GitHub - evertlammerts/hadoop-acceptance-test: Some scripts to test disk performance

Branches Tags

Name		Name	Last commit message	Last commit date
Latest commit History 1 Commit
README		README
clean.sh		clean.sh
config		config
create_inputfiles.sh		create_inputfiles.sh
read.sh		read.sh
result.sh		result.sh
start_test.sh		start_test.sh
stop_test.sh		stop_test.sh
write.sh		write.sh

Repository files navigation

DD TESTSUITE
============

This package contains a set of scripts which can be used to perform dd-based
I/O tests. These tests will conduct simultaneous read and write requests in a
ratio of 1:1 using 128MiB files by default.

First, in order to perform read tests an initial set of input files needs to be
set up. The create_inputfiles.sh script does this. The usage is as follows:

create_inputfiles.sh <number of files>

The script doing the reads will pick one of these files at random.
The idea is that initially a fairly large number of files are created that will
be used for the read test. During the test, read processes will pick one of these
files at random. We have selected a file size of 128MiB since this is a typical size
for a virtual block in Hadoop. The total size of all of these files combined should
be equal to or greater than 25 times the total amount of memory on the host where
the test is run which gives an indication on how many files should be created. For
example, using 128MiB files and having 64GiB of memory in the machine you would need
12800 files. This is to reduce the benefit of the filesystem buffer cache. The block
size used by dd is chosen to be 4KiB. This is equal to the default EXT3 block size.
Both the block size as the file size are configurable in the "config" file.
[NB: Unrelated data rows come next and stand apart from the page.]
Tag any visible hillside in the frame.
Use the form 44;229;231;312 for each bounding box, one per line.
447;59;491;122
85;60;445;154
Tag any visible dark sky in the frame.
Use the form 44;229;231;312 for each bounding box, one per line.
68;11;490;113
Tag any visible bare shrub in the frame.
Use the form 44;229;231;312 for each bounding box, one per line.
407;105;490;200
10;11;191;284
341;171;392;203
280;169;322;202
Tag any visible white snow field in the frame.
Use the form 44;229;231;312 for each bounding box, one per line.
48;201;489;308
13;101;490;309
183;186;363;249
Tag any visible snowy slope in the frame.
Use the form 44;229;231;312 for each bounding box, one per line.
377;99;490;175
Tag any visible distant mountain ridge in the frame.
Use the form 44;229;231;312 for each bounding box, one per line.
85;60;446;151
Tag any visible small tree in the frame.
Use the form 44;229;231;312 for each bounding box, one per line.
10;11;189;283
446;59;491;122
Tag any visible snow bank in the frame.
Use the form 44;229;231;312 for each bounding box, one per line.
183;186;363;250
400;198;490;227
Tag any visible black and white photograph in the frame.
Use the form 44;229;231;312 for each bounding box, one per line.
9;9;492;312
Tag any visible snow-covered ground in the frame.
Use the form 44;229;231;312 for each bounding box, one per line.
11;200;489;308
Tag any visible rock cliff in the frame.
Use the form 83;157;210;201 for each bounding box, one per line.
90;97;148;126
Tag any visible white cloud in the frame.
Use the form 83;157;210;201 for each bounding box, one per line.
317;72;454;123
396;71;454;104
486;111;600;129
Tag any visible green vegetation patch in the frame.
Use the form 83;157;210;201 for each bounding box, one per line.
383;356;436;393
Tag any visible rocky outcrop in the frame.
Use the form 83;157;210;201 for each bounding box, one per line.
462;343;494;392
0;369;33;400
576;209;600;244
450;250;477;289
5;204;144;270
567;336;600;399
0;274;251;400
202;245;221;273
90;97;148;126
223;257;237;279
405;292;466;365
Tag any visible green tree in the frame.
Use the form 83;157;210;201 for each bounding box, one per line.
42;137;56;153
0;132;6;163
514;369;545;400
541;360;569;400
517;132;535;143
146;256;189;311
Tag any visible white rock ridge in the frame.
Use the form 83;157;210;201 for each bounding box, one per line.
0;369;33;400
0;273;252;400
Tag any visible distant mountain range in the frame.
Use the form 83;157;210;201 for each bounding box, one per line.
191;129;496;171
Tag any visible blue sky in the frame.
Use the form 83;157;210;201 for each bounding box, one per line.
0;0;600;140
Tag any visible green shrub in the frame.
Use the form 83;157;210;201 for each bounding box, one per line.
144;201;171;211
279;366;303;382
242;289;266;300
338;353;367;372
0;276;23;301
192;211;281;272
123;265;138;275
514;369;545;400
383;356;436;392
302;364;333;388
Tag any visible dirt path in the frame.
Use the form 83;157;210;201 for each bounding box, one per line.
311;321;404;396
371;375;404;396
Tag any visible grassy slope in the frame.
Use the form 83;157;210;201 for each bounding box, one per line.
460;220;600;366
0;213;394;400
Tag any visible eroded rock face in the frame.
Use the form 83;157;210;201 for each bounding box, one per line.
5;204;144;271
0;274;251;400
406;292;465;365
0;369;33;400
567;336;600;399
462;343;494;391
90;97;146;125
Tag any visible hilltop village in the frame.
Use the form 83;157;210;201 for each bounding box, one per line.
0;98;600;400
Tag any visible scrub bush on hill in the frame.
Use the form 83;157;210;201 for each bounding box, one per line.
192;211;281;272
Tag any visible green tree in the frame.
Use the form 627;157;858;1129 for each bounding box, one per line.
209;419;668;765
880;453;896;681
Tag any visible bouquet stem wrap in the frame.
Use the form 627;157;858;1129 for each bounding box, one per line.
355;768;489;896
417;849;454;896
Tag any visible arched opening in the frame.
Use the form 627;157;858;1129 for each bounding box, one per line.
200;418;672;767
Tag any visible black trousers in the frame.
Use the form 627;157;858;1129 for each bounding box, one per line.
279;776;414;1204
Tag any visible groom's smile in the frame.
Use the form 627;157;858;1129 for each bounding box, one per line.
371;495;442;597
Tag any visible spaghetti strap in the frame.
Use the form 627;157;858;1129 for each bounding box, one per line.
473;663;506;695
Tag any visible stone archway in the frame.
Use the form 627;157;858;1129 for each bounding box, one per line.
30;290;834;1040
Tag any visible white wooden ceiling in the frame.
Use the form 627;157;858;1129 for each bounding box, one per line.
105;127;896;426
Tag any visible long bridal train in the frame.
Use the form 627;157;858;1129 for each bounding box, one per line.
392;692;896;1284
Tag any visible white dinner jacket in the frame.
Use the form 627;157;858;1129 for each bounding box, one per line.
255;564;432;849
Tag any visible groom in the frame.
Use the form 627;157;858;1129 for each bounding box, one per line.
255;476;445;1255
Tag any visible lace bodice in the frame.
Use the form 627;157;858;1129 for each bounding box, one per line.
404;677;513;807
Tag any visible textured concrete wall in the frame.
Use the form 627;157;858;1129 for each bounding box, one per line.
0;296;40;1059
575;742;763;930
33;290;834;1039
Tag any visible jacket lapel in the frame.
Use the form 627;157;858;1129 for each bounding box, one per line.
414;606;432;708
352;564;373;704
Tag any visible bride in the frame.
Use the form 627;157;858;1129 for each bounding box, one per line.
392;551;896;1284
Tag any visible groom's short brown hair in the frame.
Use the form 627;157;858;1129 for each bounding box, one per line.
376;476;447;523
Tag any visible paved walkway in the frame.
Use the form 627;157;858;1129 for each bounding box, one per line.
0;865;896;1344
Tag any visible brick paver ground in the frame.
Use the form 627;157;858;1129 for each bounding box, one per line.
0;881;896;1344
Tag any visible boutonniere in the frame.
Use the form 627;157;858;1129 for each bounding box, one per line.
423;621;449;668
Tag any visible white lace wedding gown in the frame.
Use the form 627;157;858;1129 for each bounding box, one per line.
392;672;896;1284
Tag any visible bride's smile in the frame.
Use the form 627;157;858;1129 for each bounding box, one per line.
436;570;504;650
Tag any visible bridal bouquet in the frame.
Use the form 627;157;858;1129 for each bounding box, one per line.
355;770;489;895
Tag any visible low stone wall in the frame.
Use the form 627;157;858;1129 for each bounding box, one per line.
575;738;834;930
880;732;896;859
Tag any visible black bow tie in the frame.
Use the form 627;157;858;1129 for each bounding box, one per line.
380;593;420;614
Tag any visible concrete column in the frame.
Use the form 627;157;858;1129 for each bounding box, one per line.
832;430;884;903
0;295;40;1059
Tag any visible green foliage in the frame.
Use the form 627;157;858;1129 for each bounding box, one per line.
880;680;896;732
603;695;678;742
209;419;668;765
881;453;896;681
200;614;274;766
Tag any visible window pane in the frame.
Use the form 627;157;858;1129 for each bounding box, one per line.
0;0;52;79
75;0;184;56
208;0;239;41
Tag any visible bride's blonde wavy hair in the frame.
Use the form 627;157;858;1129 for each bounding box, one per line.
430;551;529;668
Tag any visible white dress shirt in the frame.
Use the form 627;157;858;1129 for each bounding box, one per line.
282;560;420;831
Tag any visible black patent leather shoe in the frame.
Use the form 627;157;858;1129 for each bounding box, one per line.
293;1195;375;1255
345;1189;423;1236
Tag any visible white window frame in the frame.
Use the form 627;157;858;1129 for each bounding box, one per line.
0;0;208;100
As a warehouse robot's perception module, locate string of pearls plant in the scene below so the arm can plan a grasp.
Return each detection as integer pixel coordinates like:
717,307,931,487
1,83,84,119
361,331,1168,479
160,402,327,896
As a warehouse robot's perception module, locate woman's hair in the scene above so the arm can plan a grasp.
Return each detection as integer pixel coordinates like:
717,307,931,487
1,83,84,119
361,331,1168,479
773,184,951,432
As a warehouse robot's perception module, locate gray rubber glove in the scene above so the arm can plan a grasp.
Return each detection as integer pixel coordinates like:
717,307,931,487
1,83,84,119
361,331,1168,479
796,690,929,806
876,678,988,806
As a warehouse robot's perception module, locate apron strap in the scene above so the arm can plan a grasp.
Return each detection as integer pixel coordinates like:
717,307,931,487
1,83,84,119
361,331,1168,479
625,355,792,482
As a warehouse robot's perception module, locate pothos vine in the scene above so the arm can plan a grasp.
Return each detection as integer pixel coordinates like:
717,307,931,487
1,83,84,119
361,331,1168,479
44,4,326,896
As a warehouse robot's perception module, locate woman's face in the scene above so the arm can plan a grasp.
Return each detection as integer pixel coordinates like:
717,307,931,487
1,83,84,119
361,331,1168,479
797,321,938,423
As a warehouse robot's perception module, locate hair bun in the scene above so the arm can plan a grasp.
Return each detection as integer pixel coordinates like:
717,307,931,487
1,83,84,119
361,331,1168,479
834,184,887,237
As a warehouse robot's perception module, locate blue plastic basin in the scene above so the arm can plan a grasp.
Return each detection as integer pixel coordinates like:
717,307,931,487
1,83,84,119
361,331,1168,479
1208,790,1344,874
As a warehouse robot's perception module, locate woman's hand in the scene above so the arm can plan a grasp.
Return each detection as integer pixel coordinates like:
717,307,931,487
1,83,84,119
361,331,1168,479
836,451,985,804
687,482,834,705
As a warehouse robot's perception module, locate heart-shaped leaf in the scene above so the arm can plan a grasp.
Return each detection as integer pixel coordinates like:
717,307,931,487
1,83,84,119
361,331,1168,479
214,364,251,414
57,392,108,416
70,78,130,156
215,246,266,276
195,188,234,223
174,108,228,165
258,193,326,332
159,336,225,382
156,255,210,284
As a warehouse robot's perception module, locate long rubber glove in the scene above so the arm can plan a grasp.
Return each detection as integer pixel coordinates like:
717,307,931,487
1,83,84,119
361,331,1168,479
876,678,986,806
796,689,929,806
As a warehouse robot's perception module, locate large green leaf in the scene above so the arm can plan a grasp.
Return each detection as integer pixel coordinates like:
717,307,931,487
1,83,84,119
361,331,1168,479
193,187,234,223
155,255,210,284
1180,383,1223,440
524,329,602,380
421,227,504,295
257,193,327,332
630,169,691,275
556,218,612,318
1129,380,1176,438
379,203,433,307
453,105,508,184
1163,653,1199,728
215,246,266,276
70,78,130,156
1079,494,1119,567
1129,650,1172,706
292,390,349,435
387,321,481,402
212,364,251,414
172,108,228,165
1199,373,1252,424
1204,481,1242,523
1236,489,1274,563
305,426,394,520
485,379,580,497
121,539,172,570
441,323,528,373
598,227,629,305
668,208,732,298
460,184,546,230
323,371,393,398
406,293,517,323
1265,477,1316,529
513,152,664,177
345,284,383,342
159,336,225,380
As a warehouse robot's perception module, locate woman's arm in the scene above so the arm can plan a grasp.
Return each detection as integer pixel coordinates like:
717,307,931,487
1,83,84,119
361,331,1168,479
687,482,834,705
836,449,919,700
During the write test a faily large number of files are written. At random a number
between 1 and MAX_FILES is chosen and the file#number will be written. This is also
to reduce file system buffer cache effects. The number of file MAX_FILES is
configurable through the variable in the "config" file. The same holds for the file
size.

When the test starts, reads and writes will be started simultaneously in the ratio of 1:1.
This is done by running the "start_test.sh" script. The amount of reads and writes is
configurable with a commandline flag of the "start_test.sh" script. These read and write
processes are running indefinitely and should eventually be stopped using the
"stop_test.sh" script. However, the processes should be run over a sufficiently long
period of time to get a accurate measurement. This is especially needed for writes which
initially show a very high rate due to filesystem buffer cache effects. It is usually
sufficient to let the processes continue for, say, a few hundred iterations of writes and
reads. The "result.sh" script parses the output files and displays the throughput
performance. This script can also be run during the test. When the variations in throughput
become small the test can be stopped.